Meat mix bowls: easy to cook up some meat and you can vary the meat with spices. Taco flavor, spicy, saucy or whatever you like. Add in rice, cauliflower or whatever substance makes your bowl as a filler. Top with lettuce shreds, avocados, grilled peppers and onion. Season to your liking. You can dress it up with your cheese of choice, sour cream, salsa or whatever you like. Super easy to make and a fan favorite for many. Any time you can customize while feeling a herd you win big. Some variations are healthier than others but options are a big win for this meal.

If you need a cheap fix, spaghetti and meatballs is a good go-to staple but pretty boring and high on carbs. Another Italian option might be a lasagna. Layers and layers of goodness. Ricotta cheese, beef/sausage, veggies, sauce and seasonings. It’s a bit heavy but always a ton of goodness. Lasagna covers groups easily but may leave your group ready for a nap shortly after due to the carb loading. 

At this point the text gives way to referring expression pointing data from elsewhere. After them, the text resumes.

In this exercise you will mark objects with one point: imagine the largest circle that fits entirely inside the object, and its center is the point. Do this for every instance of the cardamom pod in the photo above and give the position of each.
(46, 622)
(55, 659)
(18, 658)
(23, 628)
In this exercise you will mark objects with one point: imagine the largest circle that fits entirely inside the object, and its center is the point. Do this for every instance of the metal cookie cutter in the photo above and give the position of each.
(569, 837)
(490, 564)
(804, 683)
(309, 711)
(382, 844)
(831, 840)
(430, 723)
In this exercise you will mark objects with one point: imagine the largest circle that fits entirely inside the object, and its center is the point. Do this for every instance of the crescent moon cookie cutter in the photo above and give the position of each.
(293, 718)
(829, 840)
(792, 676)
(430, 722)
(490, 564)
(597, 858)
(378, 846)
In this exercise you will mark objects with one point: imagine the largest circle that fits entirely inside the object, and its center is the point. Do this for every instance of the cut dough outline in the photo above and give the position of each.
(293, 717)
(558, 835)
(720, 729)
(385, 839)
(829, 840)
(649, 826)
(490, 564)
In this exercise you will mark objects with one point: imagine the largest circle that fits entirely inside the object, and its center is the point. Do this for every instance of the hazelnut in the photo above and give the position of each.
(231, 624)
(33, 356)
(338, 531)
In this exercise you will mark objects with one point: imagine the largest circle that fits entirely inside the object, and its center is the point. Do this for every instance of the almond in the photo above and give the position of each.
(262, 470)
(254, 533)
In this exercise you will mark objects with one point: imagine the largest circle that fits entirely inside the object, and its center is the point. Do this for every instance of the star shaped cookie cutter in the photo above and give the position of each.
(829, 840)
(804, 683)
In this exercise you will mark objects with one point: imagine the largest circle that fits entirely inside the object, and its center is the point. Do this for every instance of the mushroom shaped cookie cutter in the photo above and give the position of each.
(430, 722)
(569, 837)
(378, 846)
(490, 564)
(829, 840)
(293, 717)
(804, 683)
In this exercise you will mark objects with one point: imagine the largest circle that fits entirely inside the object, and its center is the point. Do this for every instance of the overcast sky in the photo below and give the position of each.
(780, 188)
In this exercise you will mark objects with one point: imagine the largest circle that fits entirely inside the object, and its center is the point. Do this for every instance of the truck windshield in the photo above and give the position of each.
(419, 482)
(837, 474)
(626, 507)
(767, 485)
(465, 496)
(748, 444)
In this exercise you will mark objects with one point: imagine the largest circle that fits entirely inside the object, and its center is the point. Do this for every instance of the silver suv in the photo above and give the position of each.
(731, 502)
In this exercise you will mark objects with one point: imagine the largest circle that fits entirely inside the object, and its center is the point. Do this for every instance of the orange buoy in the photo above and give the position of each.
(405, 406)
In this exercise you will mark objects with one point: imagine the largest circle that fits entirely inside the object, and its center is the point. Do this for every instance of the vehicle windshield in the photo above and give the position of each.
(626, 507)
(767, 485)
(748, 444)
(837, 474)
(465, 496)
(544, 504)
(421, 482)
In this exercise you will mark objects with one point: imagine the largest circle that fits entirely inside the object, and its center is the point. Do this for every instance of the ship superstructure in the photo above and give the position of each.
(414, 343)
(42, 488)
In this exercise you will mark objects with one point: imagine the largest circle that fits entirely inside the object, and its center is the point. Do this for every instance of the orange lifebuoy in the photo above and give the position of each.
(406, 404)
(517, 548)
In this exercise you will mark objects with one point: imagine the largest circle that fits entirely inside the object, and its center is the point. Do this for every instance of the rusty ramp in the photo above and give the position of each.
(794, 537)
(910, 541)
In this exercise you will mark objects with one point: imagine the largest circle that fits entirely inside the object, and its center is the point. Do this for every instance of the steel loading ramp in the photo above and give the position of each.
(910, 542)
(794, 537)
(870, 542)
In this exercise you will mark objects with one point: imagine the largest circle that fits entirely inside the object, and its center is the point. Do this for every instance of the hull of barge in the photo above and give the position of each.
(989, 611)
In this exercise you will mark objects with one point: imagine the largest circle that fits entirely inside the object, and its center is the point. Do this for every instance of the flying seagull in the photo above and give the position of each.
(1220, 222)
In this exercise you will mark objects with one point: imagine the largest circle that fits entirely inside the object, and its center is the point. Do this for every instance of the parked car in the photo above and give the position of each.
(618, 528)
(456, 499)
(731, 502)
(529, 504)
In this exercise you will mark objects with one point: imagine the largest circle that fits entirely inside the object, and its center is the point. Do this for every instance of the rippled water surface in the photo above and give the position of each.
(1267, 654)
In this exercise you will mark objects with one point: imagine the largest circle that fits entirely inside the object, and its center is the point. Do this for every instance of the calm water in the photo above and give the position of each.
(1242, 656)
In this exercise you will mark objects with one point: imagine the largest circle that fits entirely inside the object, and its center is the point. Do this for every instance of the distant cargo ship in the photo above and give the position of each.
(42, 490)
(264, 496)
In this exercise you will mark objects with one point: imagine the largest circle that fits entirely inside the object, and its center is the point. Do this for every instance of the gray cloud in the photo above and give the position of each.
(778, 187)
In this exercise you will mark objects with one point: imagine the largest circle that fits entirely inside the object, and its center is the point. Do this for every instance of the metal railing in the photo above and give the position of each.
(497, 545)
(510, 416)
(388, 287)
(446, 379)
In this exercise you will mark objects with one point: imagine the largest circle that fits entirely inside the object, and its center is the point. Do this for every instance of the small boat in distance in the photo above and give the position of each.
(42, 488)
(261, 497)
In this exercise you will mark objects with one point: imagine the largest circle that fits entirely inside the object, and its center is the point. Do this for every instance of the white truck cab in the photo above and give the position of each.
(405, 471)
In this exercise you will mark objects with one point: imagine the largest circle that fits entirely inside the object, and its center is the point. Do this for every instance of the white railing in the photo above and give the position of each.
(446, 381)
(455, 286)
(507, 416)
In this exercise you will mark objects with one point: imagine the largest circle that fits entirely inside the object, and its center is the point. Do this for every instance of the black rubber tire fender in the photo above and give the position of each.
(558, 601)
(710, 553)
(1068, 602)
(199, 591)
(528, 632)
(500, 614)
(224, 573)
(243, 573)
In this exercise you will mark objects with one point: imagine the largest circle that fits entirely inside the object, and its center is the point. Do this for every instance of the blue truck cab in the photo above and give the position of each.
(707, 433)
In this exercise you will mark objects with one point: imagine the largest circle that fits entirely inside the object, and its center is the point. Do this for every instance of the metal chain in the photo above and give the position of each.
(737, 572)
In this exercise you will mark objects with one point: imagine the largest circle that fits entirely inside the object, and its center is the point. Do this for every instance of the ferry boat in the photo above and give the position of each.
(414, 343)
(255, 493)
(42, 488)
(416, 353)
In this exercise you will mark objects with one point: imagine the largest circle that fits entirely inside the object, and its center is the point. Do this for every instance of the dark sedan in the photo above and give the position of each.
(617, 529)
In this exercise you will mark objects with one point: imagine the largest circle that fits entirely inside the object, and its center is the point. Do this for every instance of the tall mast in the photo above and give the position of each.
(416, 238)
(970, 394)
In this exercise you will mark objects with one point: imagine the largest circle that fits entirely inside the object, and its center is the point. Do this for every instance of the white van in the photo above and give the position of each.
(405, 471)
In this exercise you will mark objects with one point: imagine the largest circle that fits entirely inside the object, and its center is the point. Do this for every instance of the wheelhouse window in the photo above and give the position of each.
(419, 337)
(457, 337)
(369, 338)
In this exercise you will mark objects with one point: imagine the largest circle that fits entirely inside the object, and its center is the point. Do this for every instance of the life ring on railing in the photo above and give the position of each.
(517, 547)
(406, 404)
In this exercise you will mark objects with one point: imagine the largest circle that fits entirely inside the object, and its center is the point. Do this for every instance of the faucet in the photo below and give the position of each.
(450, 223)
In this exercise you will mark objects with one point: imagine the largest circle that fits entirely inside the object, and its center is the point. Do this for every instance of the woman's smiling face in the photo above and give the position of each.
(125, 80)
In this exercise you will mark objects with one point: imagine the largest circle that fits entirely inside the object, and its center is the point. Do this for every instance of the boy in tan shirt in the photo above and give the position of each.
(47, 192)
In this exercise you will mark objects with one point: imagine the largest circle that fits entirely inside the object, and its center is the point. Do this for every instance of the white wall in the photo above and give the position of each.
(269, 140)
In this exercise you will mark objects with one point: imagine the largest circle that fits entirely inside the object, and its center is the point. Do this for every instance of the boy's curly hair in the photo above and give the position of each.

If you have any feed-the-herd recipes that are tasty, somewhat healthy and easy send us a note. We would love to try your favorite recipes and let you know how we liked them.
Fun options like variations of build your own pizza are always welcome since most folks adore pizza but don’t care for greasy options.

Now that I am hungry from writing about all this food I will sign off to eat a snack of white yogurt covered pretzels for my semi-sweet treat of the day. Bon appetit!